Question: Is there any assignment to the n input variables that will cause the output to become True?

This problem was shown, in the early 1970s, to be NP-complete in a proof by Cook that became known as Cook's Theorem. It is somewhat involved, but the basic idea is this: any polynomial time certificate system can be transformed into a polynomial sized logic circuit (that's sort of what a computer does, anyway). The circuit encodes the certificate verification algorithm run on a particular instance. The inputs to the circuit are the certificate, and the output is True if the certificate verifies the instance, False otherwise. If there is an assignment that causes the circuit to output True (a satisfying assignment), then this assignment is a certificate verifying the instance. Since every problem in NP has a polynomial time proof system, this technique works for all of them, so CIRCUIT-SATISFIABILITY can be used to solve any problem in NP and is thus NP-complete.

From this foundation, we can build up a library of NP-complete problems that can be used to solved CIRCUIT-SATISFIABILITY or other previously proven NP-complete problems. It turns out that there are thousands of them.

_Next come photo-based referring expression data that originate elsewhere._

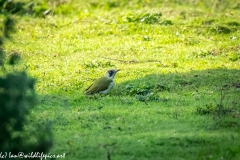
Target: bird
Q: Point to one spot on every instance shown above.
(102, 85)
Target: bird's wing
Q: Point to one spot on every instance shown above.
(97, 86)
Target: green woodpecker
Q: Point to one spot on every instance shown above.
(104, 84)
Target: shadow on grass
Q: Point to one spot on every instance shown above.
(146, 131)
(210, 79)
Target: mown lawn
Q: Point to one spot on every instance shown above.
(177, 95)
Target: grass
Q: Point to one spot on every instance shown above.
(176, 96)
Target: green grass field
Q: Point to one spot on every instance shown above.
(177, 95)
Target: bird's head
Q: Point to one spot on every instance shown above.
(111, 73)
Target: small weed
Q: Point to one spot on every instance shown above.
(148, 18)
(233, 56)
(221, 29)
(143, 92)
(202, 53)
(97, 64)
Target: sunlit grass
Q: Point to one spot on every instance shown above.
(168, 71)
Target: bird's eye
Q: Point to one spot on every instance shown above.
(110, 73)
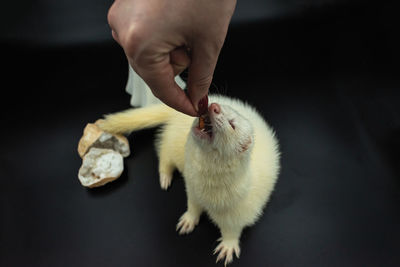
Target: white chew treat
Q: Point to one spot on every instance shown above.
(93, 136)
(100, 166)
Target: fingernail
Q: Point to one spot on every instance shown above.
(203, 105)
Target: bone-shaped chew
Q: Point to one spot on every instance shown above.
(102, 156)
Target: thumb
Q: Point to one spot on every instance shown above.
(201, 72)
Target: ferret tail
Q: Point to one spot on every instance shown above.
(136, 119)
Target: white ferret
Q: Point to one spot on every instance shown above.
(230, 166)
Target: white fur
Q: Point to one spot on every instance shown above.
(229, 178)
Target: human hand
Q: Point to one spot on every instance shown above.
(162, 38)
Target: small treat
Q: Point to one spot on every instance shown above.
(203, 106)
(100, 166)
(93, 136)
(102, 156)
(201, 122)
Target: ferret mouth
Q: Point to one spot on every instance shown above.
(204, 129)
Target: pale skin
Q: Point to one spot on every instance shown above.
(162, 38)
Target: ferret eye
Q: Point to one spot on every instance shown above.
(232, 125)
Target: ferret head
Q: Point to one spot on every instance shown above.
(225, 131)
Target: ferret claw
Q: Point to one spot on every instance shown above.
(165, 181)
(186, 223)
(226, 249)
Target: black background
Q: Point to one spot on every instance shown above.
(324, 74)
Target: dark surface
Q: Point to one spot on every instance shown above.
(328, 84)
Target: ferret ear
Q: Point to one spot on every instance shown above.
(245, 146)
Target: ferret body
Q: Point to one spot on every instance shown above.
(230, 167)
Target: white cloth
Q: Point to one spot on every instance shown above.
(141, 94)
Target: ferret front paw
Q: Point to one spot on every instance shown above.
(186, 223)
(226, 248)
(165, 180)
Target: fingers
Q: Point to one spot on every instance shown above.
(179, 59)
(160, 78)
(201, 70)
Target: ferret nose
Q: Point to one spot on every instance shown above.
(214, 108)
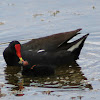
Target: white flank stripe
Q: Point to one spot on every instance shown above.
(40, 51)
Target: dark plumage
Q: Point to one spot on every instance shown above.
(50, 50)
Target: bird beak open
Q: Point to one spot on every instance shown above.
(18, 53)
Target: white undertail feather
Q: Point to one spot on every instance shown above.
(75, 46)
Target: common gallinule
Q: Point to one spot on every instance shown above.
(49, 50)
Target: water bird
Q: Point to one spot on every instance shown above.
(45, 52)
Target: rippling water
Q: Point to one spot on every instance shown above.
(27, 19)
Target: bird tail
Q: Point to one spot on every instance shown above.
(76, 46)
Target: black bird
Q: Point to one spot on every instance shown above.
(50, 50)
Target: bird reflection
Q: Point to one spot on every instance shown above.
(65, 77)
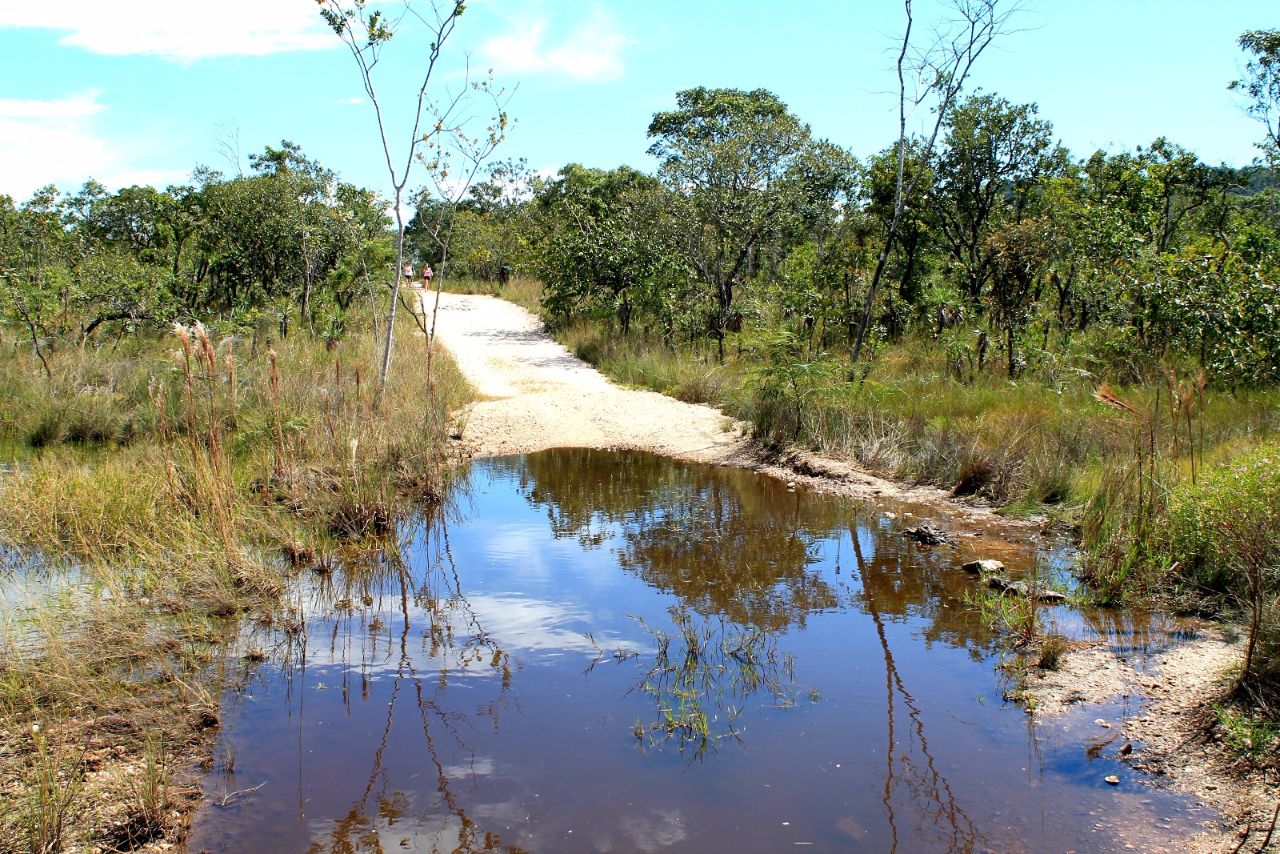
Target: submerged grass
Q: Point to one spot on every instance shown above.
(1136, 470)
(168, 485)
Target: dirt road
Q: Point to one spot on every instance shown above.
(535, 394)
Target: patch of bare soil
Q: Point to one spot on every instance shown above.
(535, 394)
(1168, 726)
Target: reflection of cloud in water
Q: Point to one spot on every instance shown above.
(533, 625)
(479, 767)
(522, 546)
(652, 831)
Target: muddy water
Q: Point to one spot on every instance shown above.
(615, 652)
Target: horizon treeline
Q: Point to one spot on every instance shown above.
(1009, 249)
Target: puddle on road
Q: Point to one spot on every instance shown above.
(618, 652)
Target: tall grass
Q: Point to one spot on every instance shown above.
(233, 455)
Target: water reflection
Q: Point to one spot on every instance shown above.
(575, 661)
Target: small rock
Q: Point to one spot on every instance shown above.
(1008, 585)
(927, 534)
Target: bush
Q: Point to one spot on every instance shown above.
(1226, 530)
(1219, 524)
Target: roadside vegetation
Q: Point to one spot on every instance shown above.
(165, 476)
(1089, 339)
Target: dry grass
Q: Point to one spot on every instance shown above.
(163, 534)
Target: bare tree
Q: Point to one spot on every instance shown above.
(935, 74)
(366, 33)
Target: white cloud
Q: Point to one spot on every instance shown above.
(56, 141)
(179, 31)
(590, 51)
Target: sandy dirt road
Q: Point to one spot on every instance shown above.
(535, 394)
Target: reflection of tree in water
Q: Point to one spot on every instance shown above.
(726, 542)
(903, 580)
(909, 765)
(455, 640)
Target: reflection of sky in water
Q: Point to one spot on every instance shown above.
(484, 721)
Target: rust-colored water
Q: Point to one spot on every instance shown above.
(616, 652)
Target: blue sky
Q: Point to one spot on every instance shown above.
(140, 91)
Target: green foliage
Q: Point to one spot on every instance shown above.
(1229, 510)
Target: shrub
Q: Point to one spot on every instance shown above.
(1225, 529)
(1230, 511)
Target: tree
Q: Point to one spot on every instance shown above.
(936, 74)
(366, 35)
(1261, 83)
(995, 153)
(730, 159)
(604, 241)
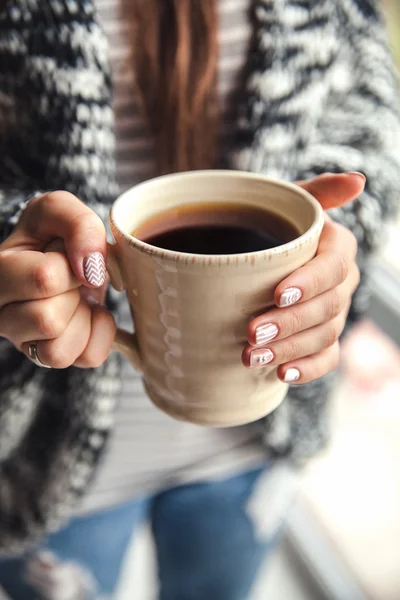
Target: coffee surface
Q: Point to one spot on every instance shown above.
(216, 228)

Some fun facts about NP-complete problems:

No one has ever come up with an efficient (i.e., polynomial time) algorithm for any of them.
If anyone ever does, then that solution can be used to solve all of them in polynomial time through polynomial reducibility (and solve all the other problems in NP as well, like COMPOSITE-NUMBER), and then P would be the same as NP.
If anyone can ever prove that just one NP-complete problem can't be solved in polynomial time, then immediately all NP-complete problems are immune from polynomial time solutions and P != NP.
No one has ever been able to show that any non-trivial problem in NP isn't NP-complete; to do so would show that some problems aren't solvable in polynomial time with respect to some others, and that would mean some problems are in P but not in NP, so P!=NP.
Even if P=NP, there's no guarantee that solutions to the TSP might not take, say, O(n¹⁰⁰).
There are good algorithms that can solve many instances of NP-complete problems in polynomial time. However, for some instances (and it usually turns out that these are the important instances), the problem still blows up to exponential time.
Some problems, like GRAPH-ISOMORPHISM, are conjectured to be in a class called NP-incomplete, problems that aren't NP-hard but that aren't in P, either. If P!=NP, then its been shown that these problems must exist; if P=NP, then these problems can't exist.
Lots of research has focused on relativized worlds, i.e., worlds where algorithms are allowed to consult an oracle capable of solving problems for them. A TSP oracle, for example, would be able to solve an instance of the TSP problem in constant time. A P oracle would be able to solve any problem in P in constant time. It has been shown that, relative to a "random" oracle (with well defined meaning of the term random oracle beyond the scope of this class), that P != NP with probability 1. However, there are relativized worlds where P = NP, and recently other classes of problems have turned out to be equal to each other when they weren't equal relative to a random oracle with probablity 1 (namely. PSPACE and IP, IP being problems with "interactive proofs").
It has been said that most computer scientists now believe that P != NP, although it may be closer to the truth to say that most conjecture that P != NP but secretly hope that P = NP (since that would make life a lot more interesting!)
Kurt Gödel, the famous mathematician, believed that P = NP (before anyone called them P and NP).
What would really be bad would be if someone proved that P = NP is undecideable, i.e., that there exists no proof either way. That would mean that maybe there is a polynomial time algorithm for an NP-complete problem (i.e., P = NP), but no one could ever prove it. Some things in math have turned out to be undecidable (like the continuum hypothesis, i.e., that there is nothing more infinite than the integers but less infinite than the real numbers).